5. Flashlight and flashlight

Children's brains have many more neural connections than adults' brains. They also have fewer inhibitory neurotransmitters. As a result, such researchers suggested that the child's perception of reality is more blurred (less focused) than that of adults. They are vaguely aware of almost everything, but they do not yet know what is worth isolating and what really matters. Researchers compare a child's perception to a flashlight scattering light around a room, while an adult's perception is more like a flashlight, consciously focusing on certain things, but ignoring background details.

As babies get older, their brains go through a “pruning” process whereby their neural networks are strategically shaped and tuned based on their experiences. It helps them to put things in order in their worlds, but it also makes it difficult for them to think outside the box, which is what drives innovation and breakthroughs.

Creative people have retained some ability to think like babies.

6. The babbling of a toddler signals his learning.

However, even in the light of a diffused flashlight (see item 5), babies can focus for a moment. And when they do, they usually make a sound to communicate their interest. In particular, babbling - meaningless syllables that babies utter - is an “acoustic version of a frown,” signaling to adults that they are ready to learn. Some parents may not pay attention to this signal, but talking with the child promotes his brain development. Dialogue is the best option when the parent answers in the pauses, between the sounds of the baby.

7. Don't be too helpful a parent

But some parents are too empathic and respond to every baby's sound. The point is also not to overdo it, because when babies observe a response from a parent 100% of the time, they get bored and turn away. Worse, their training is very subtle and they won't be engaged in dialogue for a long time if they don't get the response they expect.

By acting instinctively, parents respond to 50-60 percent of the child's vocalization. The researchers found that speech development can be accelerated if babies respond 80% of the time. However, more than this, the learning rate decreases.

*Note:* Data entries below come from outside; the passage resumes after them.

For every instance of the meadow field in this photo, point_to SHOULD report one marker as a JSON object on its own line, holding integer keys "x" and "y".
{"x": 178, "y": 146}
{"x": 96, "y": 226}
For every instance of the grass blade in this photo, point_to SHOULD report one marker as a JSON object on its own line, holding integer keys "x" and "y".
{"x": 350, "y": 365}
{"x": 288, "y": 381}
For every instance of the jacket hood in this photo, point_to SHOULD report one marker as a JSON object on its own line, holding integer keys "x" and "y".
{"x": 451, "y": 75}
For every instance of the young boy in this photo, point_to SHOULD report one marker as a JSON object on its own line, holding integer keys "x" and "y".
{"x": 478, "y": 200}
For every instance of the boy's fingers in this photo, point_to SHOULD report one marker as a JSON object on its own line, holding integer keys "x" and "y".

Parents also naturally raise the bar for language development by responding to sounds that the child has heard many times (eg, "a"), but repeating a new sound that approaches a word (eg, "ma," then "mom"). Thus, the child begins to compile the sound statistics of his language.

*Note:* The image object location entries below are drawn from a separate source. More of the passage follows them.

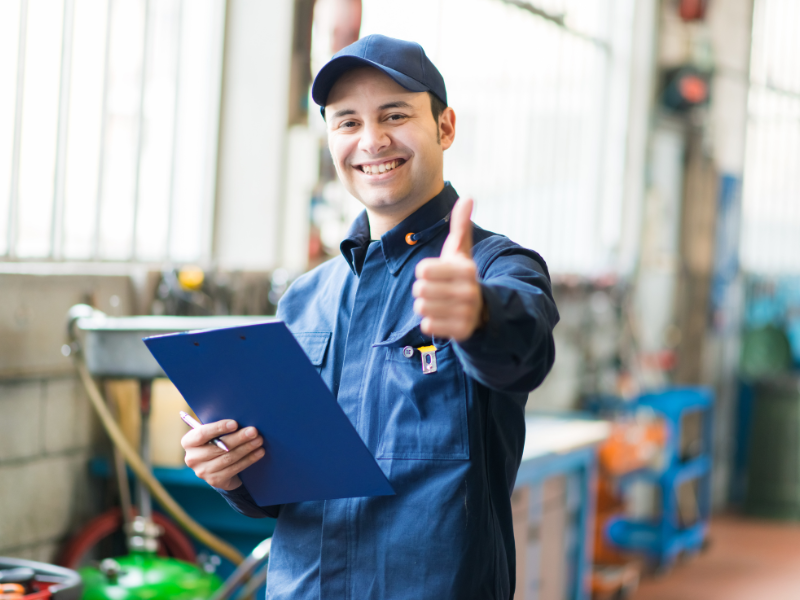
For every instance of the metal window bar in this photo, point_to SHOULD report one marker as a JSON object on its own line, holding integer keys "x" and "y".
{"x": 172, "y": 190}
{"x": 57, "y": 232}
{"x": 137, "y": 172}
{"x": 59, "y": 188}
{"x": 770, "y": 241}
{"x": 98, "y": 207}
{"x": 17, "y": 141}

8. Instructional videos are useless

While babies can cry from birth with the intonations of their mother tongue, recent research highlights that social responses to a child's needs are fundamental to a toddler's ability to fully learn a language.

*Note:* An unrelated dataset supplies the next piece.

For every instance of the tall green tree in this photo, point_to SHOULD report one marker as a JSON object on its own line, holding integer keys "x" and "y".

Babies divide the world between the things that do not respond to them and the things that do not respond to them, babies are not taught anything. Educational videos / TV / radio do not respond in any way to the reactions of the child, therefore, they are recognized by researchers as useless for the development of the infant brain, and the best that a parent can do for this is simply to play with the baby.

9. The infant's brain can be overwhelmed.

Children have a very low ability to concert their attention, they switch it from one thing to another, this can cause overexcitation. Therefore, sometimes they need something that will help them calm down: dimming the light, swaying, lullaby sung by their mother, sometimes swaddling arms and legs, which they can scare themselves with, since they have not yet learned how to control them. The ability to calm down and have long, deep sleep, especially at night, can improve your baby's skills.

10. Not very good hearing

Babies don't hear very well, the researchers said, so maybe crying doesn't bother them as much as their parents.

In general, children cannot distinguish voices from background noise as well as adults. Thus, underdeveloped auditory pathways may explain why babies sleep peacefully in crowded places or near a roaring vacuum cleaner, and why they do not respond to mom's call to leave the playground.

For the same reason, constantly playing music or the television in the background can make it difficult for babies to distinguish voices around them and catch speech. (Babies cannot learn to talk on television or radio; see # 8.)

Although children often love music, researchers believe that music should be a purposeful activity rather than background noise.